Tricot’s longtime researcher, Fenghuang “Frank” Zhan, M.D., Ph.D., also recently returned to UAMS. Zhan, previously at UAMS from 2002 to 2008, was an assistant professor in the College of Medicine. He worked with Tricot at the Myeloma Center and later in Utah and Iowa. In his projects, Zhan focuses on genes and drug resistance, molecular genetics and the biology of myeloma, genomic classification of the disease, and identifying and targeting myeloma stem cells. Zhan, who holds the Morrison Family Endowed Chair in Myeloma Research, has received two grants from the U.S. Department of Defense and the National Institutes of Health, totaling almost $3.14 million to study the molecular genetics and drug resistance of myeloma.

When Tricot, a hematologist originally from Belgium, was first at UAMS, he was intimately involved in developing and pioneering the Total Therapy approach to myeloma involving induction chemotherapy, stem cell transplantation consolidation, and maintenance.

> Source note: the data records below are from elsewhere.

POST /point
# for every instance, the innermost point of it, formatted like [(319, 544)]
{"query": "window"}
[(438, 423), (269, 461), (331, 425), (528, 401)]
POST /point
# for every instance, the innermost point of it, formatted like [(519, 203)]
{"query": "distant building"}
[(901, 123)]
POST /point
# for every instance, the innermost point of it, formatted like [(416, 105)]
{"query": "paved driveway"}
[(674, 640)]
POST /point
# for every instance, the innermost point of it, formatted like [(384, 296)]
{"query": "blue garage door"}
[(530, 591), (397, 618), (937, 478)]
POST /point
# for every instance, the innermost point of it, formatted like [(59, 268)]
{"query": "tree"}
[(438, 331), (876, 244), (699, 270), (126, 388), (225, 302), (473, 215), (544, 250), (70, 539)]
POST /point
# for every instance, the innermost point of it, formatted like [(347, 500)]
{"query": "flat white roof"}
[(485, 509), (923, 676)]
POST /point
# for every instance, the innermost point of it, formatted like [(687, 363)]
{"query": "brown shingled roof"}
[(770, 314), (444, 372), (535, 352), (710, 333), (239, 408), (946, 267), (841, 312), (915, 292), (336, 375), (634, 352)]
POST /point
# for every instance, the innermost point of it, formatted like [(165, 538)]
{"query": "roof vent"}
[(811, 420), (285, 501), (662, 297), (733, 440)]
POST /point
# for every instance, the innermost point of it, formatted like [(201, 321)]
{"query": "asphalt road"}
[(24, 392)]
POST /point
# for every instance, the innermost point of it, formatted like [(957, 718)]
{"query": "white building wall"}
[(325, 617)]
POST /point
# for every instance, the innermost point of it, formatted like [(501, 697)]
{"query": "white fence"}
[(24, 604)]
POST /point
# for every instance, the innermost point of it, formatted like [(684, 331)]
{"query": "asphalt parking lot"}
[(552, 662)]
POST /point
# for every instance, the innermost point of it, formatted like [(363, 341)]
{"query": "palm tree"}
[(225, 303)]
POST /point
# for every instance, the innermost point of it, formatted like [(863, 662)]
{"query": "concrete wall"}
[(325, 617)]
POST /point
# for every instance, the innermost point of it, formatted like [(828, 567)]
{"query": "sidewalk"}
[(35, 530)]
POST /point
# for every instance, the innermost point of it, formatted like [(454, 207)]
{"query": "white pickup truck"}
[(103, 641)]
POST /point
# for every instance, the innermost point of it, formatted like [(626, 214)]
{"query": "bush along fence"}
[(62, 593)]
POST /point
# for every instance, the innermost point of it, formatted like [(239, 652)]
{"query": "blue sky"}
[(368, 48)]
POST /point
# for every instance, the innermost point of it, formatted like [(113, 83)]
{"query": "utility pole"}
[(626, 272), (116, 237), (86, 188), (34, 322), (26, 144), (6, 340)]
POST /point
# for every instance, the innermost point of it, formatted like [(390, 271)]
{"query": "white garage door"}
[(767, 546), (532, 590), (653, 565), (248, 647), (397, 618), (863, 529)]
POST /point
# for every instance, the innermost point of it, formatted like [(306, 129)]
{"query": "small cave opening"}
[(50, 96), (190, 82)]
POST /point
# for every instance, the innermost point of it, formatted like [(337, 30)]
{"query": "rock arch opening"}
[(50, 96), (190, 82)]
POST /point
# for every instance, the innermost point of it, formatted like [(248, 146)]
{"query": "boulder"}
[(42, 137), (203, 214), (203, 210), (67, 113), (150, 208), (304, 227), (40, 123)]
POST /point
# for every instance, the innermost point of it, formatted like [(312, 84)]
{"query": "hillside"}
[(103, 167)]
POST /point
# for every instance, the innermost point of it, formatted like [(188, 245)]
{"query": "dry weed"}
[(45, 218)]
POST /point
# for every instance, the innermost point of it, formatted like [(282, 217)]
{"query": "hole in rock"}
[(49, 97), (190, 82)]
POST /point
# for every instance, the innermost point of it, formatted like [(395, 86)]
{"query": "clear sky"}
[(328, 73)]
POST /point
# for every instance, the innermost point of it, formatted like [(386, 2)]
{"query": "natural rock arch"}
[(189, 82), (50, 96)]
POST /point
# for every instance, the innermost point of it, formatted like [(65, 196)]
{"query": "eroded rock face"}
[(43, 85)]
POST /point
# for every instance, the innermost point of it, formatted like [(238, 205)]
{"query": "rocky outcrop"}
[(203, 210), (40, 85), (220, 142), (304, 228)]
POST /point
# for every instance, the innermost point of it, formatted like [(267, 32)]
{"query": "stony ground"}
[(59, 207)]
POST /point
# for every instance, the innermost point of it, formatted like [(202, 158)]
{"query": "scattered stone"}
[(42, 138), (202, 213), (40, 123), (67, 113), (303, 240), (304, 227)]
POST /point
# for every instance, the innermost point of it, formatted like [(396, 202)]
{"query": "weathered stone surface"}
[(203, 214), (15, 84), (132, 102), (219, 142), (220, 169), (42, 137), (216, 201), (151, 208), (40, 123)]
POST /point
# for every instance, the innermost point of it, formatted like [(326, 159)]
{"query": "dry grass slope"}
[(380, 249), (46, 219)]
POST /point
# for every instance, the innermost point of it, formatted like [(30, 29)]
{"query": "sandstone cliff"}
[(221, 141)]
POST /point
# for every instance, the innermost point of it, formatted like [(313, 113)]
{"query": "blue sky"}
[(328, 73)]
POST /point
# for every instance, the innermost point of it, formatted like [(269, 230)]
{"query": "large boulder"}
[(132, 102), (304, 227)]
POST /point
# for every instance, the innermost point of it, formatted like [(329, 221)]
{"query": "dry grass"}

This treatment method has been adopted worldwide and has been responsible, together with the introduction of novel drugs, for the greatly improved median survival rate for myeloma, which exceeds 10 years, with some patients achieving cure.

“When I left UAMS in 2007, the program here was the largest myeloma program in the world,” Tricot said. “Many of us worked hard to build the myeloma program here into something unique.”

Tricot received his medical and doctoral degrees at the University of Leuven in Belgium and served on the faculties of the Division of Hematology/Department of Medicine at University of Leuven, and the Department of Medicine and Pathology at Indiana University in Indianapolis, Indiana.

He practiced at UAMS from 1993- 1997, then returned in 2000 to serve as director of clinical research for myeloma. In 2007, Tricot left UAMS to launch the Utah Blood and Marrow Transplant and Myeloma Program at the University of Utah’s Huntsman Cancer Institute.

In 2012, he joined the Holden Comprehensive Cancer Center at the University of Iowa Health Care in Iowa City, Iowa, where he most recently worked as an emeritus professor of internal medicine with hematology, oncology, and blood and marrow transplantation. Through the past 20 years, Tricot researched multiple myeloma and treated thousands of myeloma patients.

After retiring from the University of Iowa, Tricot continued collaborating with his research team, working to defeat drug resistance, prevent relapse, and lengthen life expectancy. “Even with the most intensive therapies for myeloma, many patients still relapse, indicating that there is a small fraction of myeloma cells very resistance to chemotherapy,” said Tricot. “When I left UAMS in 2007, the program here was the largest myeloma program in the world, many of us worked hard to build the myeloma program here into something unique.”